Estas tortugas, auténticas reliquias australes del género Chelonoides, presentan las mayores afinidades con las tortugas gigantes de las Islas Galápagos (Chelonoides elephantopus o CheIonoides nigra). Integran el mismo conjunto al que pertenece el género Gopherus de los desiertos de México y sur de los Estados Unidos. En todos estos casos, constituyen formas que han alcanzado un elevado grado de adaptación a los ambientes áridos donde viven.

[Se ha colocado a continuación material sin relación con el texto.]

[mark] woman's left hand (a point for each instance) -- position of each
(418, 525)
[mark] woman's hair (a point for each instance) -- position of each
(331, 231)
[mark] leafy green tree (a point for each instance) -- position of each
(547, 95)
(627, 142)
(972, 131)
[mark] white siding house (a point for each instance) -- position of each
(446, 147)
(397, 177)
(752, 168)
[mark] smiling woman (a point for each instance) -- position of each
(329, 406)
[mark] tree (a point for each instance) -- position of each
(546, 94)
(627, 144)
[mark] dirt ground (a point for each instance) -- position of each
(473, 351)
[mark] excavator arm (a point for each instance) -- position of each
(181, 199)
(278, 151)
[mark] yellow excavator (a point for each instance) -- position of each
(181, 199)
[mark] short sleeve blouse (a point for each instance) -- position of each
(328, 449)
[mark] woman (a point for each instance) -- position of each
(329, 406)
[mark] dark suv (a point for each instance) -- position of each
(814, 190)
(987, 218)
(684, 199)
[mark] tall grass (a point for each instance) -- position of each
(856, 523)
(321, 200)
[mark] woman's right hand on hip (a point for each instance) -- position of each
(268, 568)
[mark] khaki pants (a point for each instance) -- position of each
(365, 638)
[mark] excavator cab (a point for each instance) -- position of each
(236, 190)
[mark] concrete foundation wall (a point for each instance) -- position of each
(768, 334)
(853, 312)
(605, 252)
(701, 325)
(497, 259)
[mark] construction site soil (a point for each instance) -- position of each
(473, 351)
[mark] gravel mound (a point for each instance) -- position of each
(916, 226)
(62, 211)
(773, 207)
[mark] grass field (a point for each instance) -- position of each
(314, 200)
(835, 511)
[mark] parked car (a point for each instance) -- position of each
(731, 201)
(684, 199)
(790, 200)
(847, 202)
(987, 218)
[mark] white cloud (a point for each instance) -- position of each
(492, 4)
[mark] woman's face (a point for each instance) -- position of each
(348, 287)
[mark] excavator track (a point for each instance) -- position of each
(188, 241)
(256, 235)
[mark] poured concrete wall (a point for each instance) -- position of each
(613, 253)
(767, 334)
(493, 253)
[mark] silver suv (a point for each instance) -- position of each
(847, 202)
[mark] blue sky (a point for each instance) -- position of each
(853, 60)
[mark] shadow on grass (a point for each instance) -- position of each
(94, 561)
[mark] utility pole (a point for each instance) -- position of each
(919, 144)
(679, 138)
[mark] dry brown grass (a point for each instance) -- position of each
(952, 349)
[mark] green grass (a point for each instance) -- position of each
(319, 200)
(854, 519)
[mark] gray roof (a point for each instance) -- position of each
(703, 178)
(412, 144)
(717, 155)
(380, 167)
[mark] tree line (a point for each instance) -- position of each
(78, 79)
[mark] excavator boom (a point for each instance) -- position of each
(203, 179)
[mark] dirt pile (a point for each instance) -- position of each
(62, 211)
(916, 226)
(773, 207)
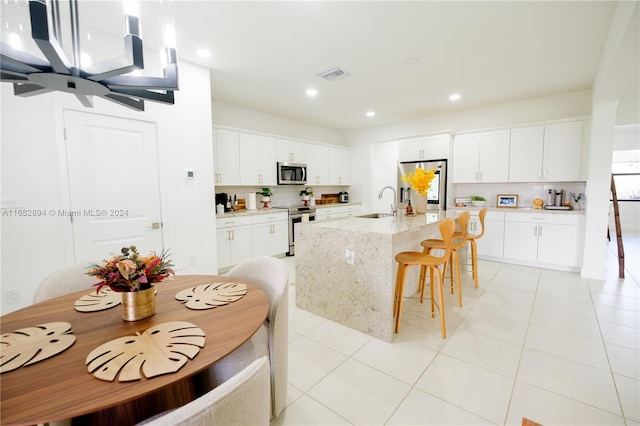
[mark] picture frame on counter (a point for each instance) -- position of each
(507, 201)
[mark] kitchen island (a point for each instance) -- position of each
(346, 272)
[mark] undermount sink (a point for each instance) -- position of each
(374, 215)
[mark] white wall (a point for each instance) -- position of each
(246, 119)
(569, 105)
(32, 248)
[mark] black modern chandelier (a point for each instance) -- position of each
(110, 79)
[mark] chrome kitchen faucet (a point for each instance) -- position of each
(394, 209)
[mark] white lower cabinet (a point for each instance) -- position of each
(551, 239)
(234, 240)
(270, 234)
(491, 244)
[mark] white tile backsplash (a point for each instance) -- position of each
(283, 195)
(526, 192)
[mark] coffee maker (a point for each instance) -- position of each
(223, 199)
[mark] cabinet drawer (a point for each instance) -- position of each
(271, 217)
(555, 218)
(233, 221)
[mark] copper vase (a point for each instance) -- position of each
(137, 305)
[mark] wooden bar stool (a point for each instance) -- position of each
(474, 247)
(426, 261)
(458, 241)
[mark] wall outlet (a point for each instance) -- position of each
(350, 255)
(13, 296)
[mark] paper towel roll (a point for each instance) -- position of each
(251, 201)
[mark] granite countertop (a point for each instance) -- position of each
(250, 212)
(518, 210)
(351, 203)
(385, 225)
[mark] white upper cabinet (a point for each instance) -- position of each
(290, 151)
(525, 157)
(257, 160)
(317, 164)
(548, 153)
(426, 148)
(562, 150)
(226, 150)
(466, 158)
(481, 157)
(339, 166)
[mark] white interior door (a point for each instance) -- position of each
(114, 188)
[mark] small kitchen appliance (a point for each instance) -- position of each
(223, 199)
(292, 174)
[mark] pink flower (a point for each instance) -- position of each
(127, 268)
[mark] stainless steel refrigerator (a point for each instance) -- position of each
(437, 195)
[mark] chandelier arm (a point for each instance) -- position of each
(169, 82)
(29, 89)
(148, 95)
(85, 100)
(9, 77)
(132, 60)
(75, 40)
(135, 104)
(22, 59)
(41, 29)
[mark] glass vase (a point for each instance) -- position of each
(420, 203)
(137, 305)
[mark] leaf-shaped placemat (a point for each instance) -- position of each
(93, 302)
(161, 349)
(33, 344)
(207, 296)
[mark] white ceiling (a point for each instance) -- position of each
(266, 54)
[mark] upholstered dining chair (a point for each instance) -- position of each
(459, 240)
(241, 400)
(272, 276)
(426, 261)
(65, 281)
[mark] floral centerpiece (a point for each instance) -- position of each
(130, 272)
(420, 181)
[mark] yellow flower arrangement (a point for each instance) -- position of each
(420, 180)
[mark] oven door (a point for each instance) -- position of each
(295, 219)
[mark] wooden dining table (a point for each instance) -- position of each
(61, 387)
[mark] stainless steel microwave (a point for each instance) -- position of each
(292, 174)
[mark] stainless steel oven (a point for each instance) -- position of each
(296, 215)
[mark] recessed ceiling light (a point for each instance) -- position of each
(203, 53)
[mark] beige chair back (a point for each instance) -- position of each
(64, 281)
(242, 400)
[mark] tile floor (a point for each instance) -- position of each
(536, 343)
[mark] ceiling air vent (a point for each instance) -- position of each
(334, 74)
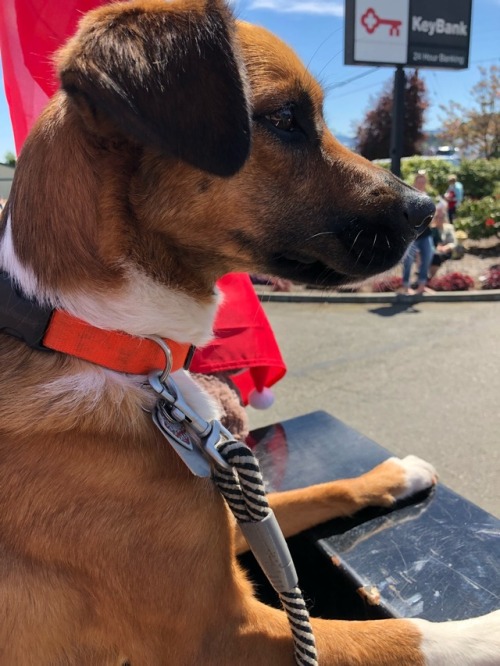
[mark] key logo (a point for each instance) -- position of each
(371, 21)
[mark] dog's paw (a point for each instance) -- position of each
(474, 642)
(418, 475)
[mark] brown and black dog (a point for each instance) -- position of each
(181, 146)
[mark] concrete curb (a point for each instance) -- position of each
(318, 296)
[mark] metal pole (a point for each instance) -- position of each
(398, 112)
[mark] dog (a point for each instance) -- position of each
(182, 145)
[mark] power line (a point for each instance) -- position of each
(353, 78)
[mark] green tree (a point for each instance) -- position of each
(373, 135)
(476, 130)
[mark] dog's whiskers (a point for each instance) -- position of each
(355, 240)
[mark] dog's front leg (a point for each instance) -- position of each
(298, 510)
(264, 639)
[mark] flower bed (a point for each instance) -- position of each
(452, 282)
(390, 283)
(492, 278)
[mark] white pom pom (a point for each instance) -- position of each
(261, 399)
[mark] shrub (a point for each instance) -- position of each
(479, 177)
(491, 279)
(389, 283)
(452, 282)
(479, 218)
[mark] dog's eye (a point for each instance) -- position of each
(283, 119)
(283, 122)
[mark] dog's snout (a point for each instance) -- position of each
(419, 211)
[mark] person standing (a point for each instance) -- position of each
(423, 245)
(443, 237)
(454, 196)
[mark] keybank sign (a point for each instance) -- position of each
(418, 33)
(439, 27)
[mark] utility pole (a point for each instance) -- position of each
(398, 112)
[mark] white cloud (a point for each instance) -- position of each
(323, 7)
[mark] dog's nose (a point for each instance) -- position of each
(419, 211)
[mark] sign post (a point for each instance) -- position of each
(414, 33)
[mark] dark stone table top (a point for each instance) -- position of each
(436, 556)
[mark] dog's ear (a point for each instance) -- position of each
(166, 74)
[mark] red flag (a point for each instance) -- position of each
(30, 33)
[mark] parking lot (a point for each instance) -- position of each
(422, 379)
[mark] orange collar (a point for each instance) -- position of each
(111, 349)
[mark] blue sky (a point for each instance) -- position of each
(315, 29)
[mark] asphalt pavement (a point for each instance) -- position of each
(421, 378)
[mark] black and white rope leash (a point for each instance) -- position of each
(208, 449)
(243, 490)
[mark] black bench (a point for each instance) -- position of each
(436, 556)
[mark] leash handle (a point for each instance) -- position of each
(207, 448)
(243, 490)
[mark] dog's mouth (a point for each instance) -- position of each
(351, 260)
(307, 270)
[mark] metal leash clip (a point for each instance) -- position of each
(194, 439)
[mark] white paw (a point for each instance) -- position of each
(474, 642)
(419, 475)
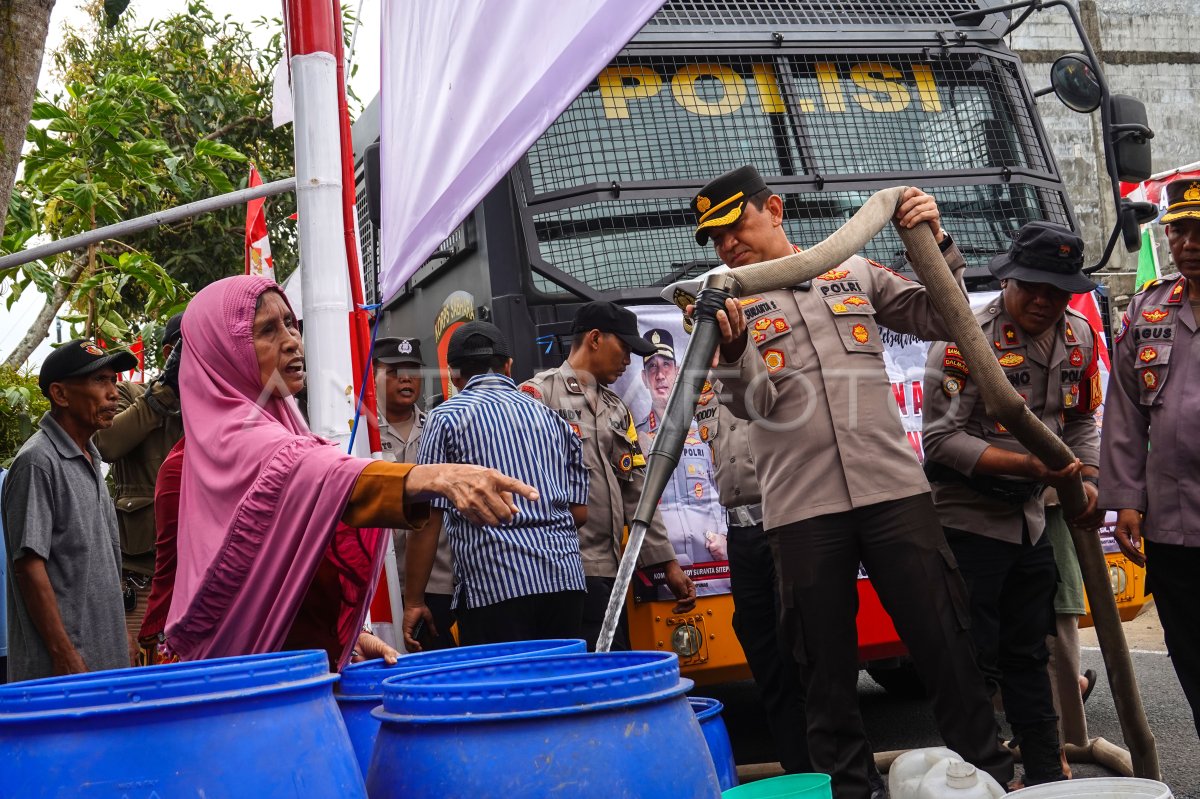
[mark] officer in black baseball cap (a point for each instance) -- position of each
(611, 318)
(81, 358)
(399, 350)
(723, 199)
(1044, 252)
(477, 340)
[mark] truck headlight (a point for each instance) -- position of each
(1119, 580)
(687, 641)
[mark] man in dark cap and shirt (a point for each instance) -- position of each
(64, 559)
(147, 426)
(1150, 463)
(989, 488)
(604, 336)
(399, 365)
(522, 580)
(805, 366)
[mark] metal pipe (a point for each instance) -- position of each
(141, 223)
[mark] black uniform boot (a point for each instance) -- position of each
(1041, 752)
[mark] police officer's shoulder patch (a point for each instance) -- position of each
(1125, 326)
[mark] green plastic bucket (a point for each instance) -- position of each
(790, 786)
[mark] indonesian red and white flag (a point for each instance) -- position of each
(258, 245)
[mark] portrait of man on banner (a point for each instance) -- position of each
(690, 506)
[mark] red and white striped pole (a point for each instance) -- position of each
(335, 349)
(333, 284)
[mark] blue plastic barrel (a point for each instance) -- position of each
(360, 690)
(588, 726)
(253, 727)
(708, 714)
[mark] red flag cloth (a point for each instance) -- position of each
(258, 244)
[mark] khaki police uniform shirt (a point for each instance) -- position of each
(616, 468)
(1149, 455)
(729, 438)
(1062, 391)
(827, 434)
(399, 450)
(136, 445)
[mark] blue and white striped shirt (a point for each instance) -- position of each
(491, 424)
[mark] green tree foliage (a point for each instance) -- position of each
(150, 116)
(21, 406)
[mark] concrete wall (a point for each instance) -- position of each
(1150, 49)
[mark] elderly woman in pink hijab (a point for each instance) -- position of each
(280, 541)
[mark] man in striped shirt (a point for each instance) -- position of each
(516, 581)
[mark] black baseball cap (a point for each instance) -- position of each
(610, 317)
(399, 350)
(477, 340)
(723, 199)
(79, 358)
(172, 332)
(1182, 200)
(1044, 252)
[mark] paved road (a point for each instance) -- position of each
(906, 724)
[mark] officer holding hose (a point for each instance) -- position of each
(839, 480)
(989, 488)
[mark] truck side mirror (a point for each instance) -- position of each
(1133, 216)
(1131, 138)
(1075, 84)
(373, 185)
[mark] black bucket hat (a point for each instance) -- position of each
(477, 340)
(610, 317)
(1044, 252)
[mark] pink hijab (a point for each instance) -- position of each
(261, 498)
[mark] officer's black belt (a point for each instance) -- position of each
(1011, 492)
(744, 515)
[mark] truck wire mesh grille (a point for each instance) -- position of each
(677, 119)
(683, 13)
(670, 124)
(634, 244)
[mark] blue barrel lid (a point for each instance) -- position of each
(537, 685)
(366, 679)
(133, 689)
(705, 708)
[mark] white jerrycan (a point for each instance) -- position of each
(953, 779)
(906, 772)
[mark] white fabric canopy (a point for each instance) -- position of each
(468, 85)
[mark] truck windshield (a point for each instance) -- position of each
(606, 187)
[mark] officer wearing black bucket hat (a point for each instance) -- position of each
(989, 491)
(604, 337)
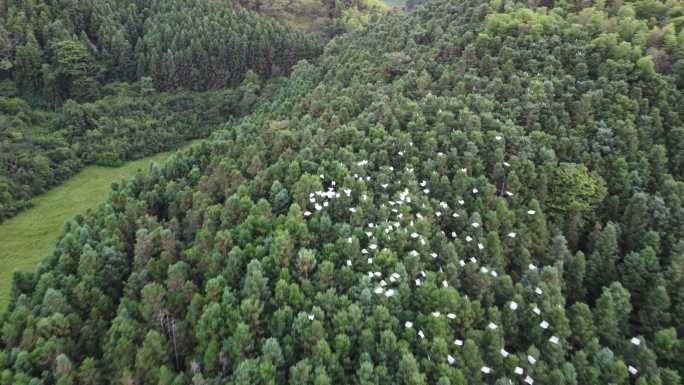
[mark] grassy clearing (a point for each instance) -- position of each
(31, 236)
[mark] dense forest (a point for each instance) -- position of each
(476, 192)
(40, 149)
(102, 82)
(324, 18)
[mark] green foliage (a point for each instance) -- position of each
(327, 237)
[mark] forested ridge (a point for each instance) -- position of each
(478, 192)
(102, 82)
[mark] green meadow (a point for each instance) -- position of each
(31, 236)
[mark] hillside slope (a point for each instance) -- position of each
(475, 193)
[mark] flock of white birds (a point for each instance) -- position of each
(321, 200)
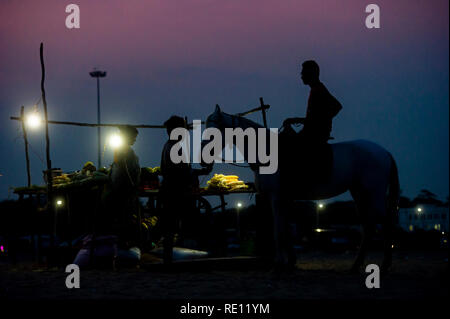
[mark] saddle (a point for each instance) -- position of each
(304, 160)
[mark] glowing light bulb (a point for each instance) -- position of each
(115, 141)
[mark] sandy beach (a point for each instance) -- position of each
(318, 275)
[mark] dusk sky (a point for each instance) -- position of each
(182, 57)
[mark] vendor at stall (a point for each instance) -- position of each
(179, 180)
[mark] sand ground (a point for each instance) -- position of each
(318, 275)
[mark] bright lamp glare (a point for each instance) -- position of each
(115, 141)
(33, 120)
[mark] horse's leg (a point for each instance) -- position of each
(387, 245)
(368, 230)
(283, 246)
(365, 211)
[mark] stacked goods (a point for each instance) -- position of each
(63, 179)
(226, 183)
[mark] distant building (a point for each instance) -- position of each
(426, 217)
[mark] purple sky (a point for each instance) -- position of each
(183, 57)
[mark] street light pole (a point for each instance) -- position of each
(319, 206)
(98, 74)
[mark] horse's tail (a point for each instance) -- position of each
(393, 194)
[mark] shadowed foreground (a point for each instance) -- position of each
(414, 275)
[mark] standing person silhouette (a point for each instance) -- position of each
(322, 107)
(317, 125)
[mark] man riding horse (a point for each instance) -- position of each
(317, 125)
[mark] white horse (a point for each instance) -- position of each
(364, 168)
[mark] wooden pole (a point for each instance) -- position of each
(263, 110)
(27, 158)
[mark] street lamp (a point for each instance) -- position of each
(319, 206)
(33, 120)
(115, 141)
(98, 74)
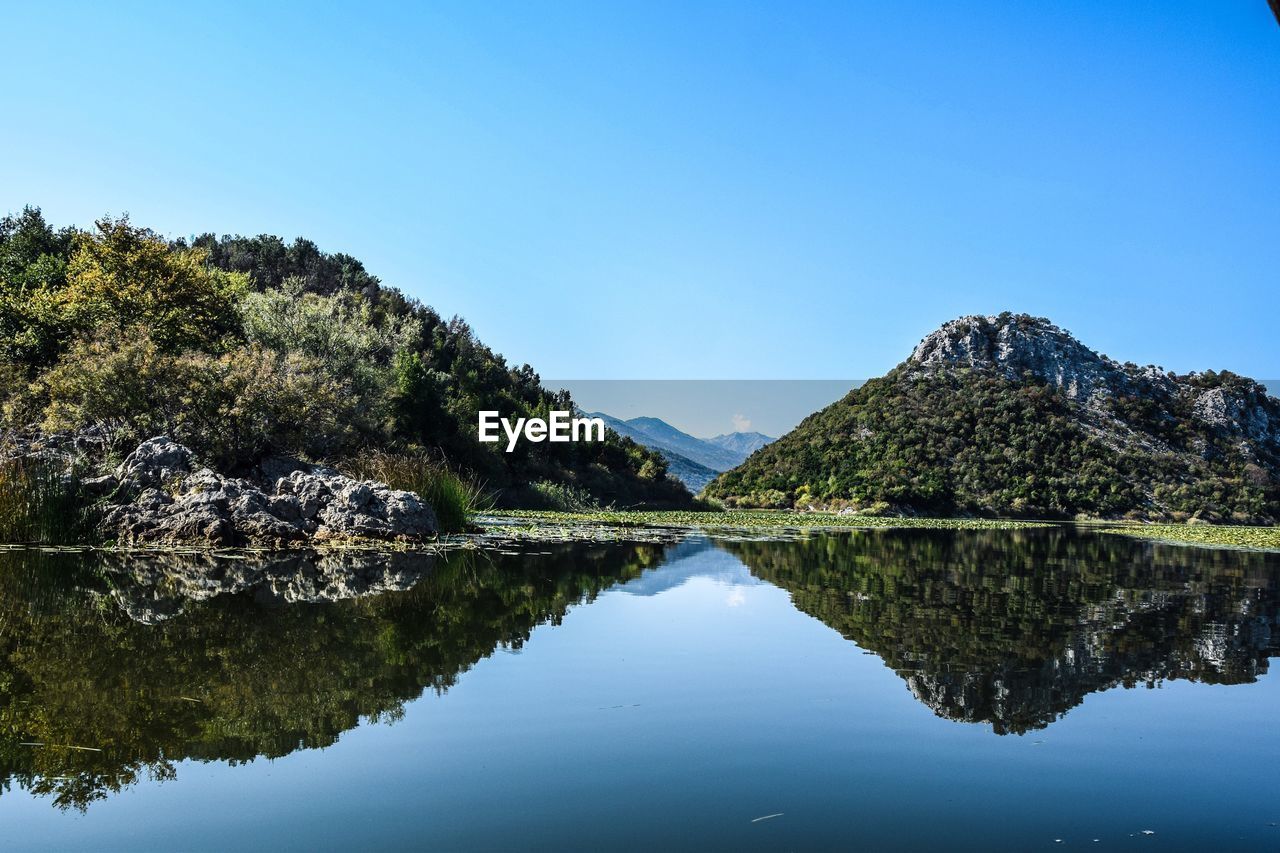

lunes, 11 de junio de 2007

Hibernacion


Para conocer un poco mas acerca de las costumbres de nuestra tortuga argentina en su habitat natural y poder comprenderlas mejor

Las tortugas son animales poiquilotermos, porque su temperatura corporal está determinada por la del ambiente en que viven. Este se caracteriza por marcadas diferencias entre las estaciones del año, y entre el día y la noche. Por eso, durante el otoño y el invierno las tortugas hibernan, para ello se alojan en cuevas que ellas mismas excavan y que, en ocasiones, pueden reunir a varios ejemplares. Salvo contadas excepciones, motivadas por algún período de buen tiempo, es muy raro que abandonen los refugios invernales hasta la llegada de la primavera. Por las mismas razones que llevan a la hibernación, las tortugas se ven obligadas a estivar -entran en un estado de letargo, durante las horas de máximo calor de los días veraniegos-. Con este fin, se refugian en pequeñas cuevas superficiales y de uso individual, también, excavadas por ellas. Estos lugares, además, son utilizados para protegerse del descenso nocturno de la temperatura, habitual en las zonas áridas. Las tortugas de tierra despliegan la máxima actividad en la primavera y en las horas previas al mediodía. Durante esta estación, el 85% de los individuos se encuentra fuera de las cuevas, en comparación con el 30% que se detecta en verano.